The largest single example of a wild creature in the English countryside is the magnificent emperor stag which can be found on Exmoor.

Or, rather, he could be found there up until a week or two ago, when he was shot dead by a hunter. The great emperor's antlers are presumably now sitting over someone's fireplace like a halo - a testament to the powerful beauty of nature, and humanity's knack of curtailing it.

The strange thing about the death of the stag, though, is that no carcass has yet been found. The newspapers in England have all reported the incident as a fait accompli without any corroborating evidence.

This is the victimless crime; the murder in cold blood without a body; the accusation without proof. Subsequent back-tracking from the papers suggests that the stag has been sighted, alive and awe-inspiring. So what's going on?

There is a narrative here, and whether it's happened by accident or not, it differs from what I understand to be the usual position of a cynical and mocking Press. Or, perhaps, your author is feeling too sensitive to reason with at the moment, and observes the world through an improbably soft focus.

It's like the plot of a Hollywood film, observed through the prism of the one group of people (journalists) who like good-news stories the least. Never can a journalist be more true to their profession than when they are writing an obituary with its solemn black border, and the flaring capitals which read: DEXTER THE EXMOOR STAG 2004-2010 - the gentle giant with his glorious turrets who was snatched away from us all too soon. We're offering a bumper reward of £20,000 for anyone who leads us to Dexter's killer. Call the newsdesk on 0208....

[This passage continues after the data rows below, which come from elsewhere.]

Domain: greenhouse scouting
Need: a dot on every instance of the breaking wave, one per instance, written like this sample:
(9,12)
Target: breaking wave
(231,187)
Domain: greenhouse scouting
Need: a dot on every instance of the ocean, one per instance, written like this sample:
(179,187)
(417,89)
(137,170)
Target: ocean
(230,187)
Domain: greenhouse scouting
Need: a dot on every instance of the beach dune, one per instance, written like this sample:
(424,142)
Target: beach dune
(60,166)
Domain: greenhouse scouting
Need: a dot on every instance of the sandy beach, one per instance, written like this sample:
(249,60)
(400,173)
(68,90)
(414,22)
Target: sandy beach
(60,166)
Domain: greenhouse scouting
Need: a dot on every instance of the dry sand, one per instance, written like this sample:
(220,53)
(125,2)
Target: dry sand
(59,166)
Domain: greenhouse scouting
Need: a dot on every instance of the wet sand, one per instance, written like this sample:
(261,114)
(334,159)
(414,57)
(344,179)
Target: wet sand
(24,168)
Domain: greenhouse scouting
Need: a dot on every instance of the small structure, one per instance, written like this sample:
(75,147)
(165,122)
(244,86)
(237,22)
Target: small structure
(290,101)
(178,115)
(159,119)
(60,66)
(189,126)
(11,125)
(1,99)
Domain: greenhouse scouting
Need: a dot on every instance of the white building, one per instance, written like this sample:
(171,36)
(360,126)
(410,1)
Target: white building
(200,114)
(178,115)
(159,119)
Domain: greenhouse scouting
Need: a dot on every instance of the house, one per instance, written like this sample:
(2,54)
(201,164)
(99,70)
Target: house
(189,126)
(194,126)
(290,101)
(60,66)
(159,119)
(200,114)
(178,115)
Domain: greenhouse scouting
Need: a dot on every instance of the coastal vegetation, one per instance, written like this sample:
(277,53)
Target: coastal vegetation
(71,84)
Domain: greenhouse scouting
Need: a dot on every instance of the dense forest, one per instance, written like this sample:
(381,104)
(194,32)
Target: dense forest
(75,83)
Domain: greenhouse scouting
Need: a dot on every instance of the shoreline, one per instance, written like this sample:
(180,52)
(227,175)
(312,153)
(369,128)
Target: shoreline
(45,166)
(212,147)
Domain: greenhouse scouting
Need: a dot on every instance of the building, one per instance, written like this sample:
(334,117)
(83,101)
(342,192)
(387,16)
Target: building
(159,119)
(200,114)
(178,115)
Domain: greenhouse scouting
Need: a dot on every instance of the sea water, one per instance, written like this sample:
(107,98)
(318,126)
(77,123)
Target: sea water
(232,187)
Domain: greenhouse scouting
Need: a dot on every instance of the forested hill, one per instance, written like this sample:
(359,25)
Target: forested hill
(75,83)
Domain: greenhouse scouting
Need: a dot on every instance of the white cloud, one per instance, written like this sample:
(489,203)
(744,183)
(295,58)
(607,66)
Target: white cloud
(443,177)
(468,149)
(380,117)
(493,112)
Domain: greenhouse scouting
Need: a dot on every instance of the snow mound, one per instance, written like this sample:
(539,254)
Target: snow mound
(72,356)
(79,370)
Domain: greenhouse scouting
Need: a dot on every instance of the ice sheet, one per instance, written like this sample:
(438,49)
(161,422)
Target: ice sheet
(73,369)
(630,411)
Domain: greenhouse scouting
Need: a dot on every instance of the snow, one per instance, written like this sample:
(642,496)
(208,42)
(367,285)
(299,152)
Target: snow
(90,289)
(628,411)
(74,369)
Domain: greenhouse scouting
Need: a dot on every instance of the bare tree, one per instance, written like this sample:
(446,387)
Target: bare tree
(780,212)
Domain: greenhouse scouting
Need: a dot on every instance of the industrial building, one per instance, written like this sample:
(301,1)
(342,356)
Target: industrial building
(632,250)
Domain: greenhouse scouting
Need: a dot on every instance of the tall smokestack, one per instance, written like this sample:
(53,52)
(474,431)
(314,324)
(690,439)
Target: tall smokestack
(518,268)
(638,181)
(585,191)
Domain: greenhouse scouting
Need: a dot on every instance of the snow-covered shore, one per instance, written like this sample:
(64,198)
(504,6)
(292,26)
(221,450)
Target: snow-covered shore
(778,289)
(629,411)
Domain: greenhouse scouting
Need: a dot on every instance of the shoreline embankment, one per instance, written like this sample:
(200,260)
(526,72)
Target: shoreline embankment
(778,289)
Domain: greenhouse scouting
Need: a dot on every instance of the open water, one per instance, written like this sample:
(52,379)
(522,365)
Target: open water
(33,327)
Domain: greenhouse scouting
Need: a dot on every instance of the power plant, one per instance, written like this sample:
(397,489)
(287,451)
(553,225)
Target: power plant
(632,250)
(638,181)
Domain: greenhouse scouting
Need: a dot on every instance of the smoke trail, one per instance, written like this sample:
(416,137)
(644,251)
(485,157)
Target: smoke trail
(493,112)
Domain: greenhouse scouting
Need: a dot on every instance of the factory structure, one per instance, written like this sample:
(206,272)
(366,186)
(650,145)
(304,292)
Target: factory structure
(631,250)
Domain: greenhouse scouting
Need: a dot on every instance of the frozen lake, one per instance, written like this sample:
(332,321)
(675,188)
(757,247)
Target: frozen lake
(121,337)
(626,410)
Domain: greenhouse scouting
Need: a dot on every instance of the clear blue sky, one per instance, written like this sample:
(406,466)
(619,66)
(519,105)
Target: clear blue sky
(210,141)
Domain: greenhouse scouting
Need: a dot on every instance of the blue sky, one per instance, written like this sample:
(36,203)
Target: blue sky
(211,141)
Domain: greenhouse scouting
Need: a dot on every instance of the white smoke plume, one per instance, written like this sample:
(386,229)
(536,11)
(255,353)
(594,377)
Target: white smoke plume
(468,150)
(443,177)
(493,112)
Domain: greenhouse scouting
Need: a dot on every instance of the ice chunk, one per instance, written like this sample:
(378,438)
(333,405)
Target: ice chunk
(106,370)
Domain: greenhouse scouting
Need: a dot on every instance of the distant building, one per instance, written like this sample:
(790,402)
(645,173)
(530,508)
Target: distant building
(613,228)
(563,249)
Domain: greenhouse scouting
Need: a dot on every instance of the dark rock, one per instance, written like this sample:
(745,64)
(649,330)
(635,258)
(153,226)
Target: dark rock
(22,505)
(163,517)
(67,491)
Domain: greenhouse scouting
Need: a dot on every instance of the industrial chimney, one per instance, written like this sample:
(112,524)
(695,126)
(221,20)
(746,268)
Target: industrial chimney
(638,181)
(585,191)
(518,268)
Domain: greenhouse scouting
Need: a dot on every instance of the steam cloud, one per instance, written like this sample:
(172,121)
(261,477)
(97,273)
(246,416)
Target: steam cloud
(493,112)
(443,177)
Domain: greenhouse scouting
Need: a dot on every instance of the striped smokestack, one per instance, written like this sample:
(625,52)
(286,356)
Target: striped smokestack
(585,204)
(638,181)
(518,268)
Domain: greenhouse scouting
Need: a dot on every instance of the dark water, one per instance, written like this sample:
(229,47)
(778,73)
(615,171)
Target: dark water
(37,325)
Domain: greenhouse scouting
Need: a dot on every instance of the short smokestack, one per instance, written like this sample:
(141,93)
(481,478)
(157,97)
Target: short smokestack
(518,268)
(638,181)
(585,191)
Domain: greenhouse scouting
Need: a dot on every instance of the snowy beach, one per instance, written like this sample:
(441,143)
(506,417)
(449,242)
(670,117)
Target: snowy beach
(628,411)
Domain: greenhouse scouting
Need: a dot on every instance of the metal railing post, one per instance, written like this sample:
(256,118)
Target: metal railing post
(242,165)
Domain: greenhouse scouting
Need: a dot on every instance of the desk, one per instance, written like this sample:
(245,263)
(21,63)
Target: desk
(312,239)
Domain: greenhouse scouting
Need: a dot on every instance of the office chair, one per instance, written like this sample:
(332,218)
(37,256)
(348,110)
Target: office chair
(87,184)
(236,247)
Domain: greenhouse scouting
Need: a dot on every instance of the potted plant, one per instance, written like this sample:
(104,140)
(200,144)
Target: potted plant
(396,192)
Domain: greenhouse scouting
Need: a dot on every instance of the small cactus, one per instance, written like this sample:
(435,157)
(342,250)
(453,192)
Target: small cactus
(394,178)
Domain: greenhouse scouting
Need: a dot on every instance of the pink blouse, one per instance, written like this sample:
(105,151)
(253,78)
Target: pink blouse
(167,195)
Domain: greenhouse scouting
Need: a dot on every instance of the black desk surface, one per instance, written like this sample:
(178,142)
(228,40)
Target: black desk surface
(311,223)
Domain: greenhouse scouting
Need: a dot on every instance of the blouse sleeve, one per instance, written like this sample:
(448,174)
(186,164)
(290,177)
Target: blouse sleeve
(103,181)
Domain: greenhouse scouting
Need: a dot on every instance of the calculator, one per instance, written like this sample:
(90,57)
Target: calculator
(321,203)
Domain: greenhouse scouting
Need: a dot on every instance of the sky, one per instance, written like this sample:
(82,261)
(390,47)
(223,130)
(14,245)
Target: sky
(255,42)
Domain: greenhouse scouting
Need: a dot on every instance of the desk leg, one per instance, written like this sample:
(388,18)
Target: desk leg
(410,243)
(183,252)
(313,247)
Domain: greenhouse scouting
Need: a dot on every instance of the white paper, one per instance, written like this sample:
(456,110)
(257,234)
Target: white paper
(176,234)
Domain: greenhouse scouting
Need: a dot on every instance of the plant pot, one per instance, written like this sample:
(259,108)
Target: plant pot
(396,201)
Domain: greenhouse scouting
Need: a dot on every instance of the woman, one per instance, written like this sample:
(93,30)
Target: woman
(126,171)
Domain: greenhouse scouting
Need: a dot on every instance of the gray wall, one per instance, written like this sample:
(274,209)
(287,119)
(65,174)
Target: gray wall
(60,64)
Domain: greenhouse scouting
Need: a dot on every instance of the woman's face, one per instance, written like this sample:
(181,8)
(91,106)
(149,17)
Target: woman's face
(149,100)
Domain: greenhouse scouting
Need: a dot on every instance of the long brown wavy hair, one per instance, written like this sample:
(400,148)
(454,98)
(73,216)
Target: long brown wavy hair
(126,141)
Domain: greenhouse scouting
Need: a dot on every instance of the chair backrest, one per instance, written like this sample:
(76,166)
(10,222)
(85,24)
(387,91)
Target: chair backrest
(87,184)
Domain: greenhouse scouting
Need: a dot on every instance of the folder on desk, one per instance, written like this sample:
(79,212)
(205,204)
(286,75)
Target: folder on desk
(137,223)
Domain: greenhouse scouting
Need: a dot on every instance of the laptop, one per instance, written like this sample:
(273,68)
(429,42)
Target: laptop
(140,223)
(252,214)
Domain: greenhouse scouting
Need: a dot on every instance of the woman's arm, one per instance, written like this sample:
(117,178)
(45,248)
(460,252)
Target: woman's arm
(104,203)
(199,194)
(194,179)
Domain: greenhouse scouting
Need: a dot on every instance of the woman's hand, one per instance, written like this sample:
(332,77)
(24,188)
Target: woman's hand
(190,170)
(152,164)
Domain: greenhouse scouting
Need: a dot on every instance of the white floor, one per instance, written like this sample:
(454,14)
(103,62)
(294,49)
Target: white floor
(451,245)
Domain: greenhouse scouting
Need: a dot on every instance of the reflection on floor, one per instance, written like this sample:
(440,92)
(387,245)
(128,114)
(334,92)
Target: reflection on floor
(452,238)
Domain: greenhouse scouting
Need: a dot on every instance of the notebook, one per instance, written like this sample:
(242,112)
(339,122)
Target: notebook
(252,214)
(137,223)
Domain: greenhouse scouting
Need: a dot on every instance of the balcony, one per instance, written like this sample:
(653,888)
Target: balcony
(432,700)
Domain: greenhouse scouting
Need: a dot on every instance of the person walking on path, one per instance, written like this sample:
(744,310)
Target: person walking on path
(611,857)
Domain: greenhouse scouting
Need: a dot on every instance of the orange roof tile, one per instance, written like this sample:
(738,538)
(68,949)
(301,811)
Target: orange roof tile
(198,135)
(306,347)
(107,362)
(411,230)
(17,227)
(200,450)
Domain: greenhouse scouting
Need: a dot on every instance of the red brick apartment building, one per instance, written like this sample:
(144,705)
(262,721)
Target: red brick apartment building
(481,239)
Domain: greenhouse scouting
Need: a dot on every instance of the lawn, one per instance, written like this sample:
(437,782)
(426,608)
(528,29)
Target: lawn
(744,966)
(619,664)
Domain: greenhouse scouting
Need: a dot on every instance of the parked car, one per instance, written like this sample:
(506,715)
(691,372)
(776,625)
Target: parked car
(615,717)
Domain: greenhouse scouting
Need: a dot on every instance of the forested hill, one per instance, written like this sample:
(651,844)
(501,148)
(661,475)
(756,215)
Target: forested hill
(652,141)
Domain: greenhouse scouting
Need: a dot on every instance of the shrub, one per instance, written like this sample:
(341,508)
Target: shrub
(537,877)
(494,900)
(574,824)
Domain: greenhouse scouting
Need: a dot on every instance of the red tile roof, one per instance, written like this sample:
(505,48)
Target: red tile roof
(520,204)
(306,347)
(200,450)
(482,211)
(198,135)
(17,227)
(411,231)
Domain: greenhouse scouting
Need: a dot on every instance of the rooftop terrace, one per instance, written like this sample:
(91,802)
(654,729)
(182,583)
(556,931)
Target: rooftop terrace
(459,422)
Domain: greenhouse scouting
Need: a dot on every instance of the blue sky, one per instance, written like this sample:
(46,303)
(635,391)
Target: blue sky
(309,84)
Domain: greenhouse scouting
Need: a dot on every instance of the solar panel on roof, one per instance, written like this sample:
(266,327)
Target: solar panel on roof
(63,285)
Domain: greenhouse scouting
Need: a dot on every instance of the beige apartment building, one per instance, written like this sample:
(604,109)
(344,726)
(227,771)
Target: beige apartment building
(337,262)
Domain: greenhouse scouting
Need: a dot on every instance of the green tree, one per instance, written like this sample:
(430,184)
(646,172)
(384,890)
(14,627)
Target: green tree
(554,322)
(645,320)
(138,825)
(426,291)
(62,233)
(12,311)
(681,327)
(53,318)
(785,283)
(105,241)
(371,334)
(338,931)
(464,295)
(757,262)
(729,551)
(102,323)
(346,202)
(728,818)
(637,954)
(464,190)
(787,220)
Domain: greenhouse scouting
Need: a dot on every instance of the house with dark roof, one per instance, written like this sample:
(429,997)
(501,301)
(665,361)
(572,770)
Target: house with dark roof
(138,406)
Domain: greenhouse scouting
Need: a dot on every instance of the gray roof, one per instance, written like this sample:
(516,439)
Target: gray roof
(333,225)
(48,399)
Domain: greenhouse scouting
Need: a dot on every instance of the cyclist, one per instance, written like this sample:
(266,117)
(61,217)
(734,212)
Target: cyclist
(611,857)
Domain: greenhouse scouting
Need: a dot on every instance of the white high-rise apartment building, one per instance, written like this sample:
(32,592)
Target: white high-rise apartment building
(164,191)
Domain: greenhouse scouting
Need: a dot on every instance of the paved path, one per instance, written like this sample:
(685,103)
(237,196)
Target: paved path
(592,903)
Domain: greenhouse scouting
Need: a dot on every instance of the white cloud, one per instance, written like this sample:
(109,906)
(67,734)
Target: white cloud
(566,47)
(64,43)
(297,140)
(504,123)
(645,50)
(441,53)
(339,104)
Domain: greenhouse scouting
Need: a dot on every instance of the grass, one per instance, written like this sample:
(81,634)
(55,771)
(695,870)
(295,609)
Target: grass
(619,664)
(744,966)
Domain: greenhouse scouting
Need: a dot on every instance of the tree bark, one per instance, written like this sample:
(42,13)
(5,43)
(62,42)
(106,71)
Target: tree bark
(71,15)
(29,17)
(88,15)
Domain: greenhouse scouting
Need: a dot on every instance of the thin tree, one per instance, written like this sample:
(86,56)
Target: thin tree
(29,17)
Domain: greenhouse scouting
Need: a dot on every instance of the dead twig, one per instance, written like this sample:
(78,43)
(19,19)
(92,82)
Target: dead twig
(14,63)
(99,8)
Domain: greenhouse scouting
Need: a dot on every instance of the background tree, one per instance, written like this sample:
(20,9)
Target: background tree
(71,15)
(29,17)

Yet the kink in this story is that the stag might still be alive, and we are thus no longer able to project our loathing onto the banker or hedge fund manager or Premiership footballer's agent who perpetrated the crime - a member of the moneyed, insulated classes who are the subject of much distaste.

The stag is a metaphor for everything that we feel has been taken away from us by distant, anonymous figures - our civil liberties, even more of our meagre wages, and our proximity to nature, eroded by boredom, technology, and the pressure to step into line by effacing our ugliness and insignificance with a quick shot of money.

But look: he lives! in the same way that we too persist, even as (we are sure) our lives are being progressively reduced to a nub by forces beyond our control. The stag is, if you want to believe it, a message for the 21st century, along with the birds who happily divebomb from telegraph poles, that all hope is not yet lost.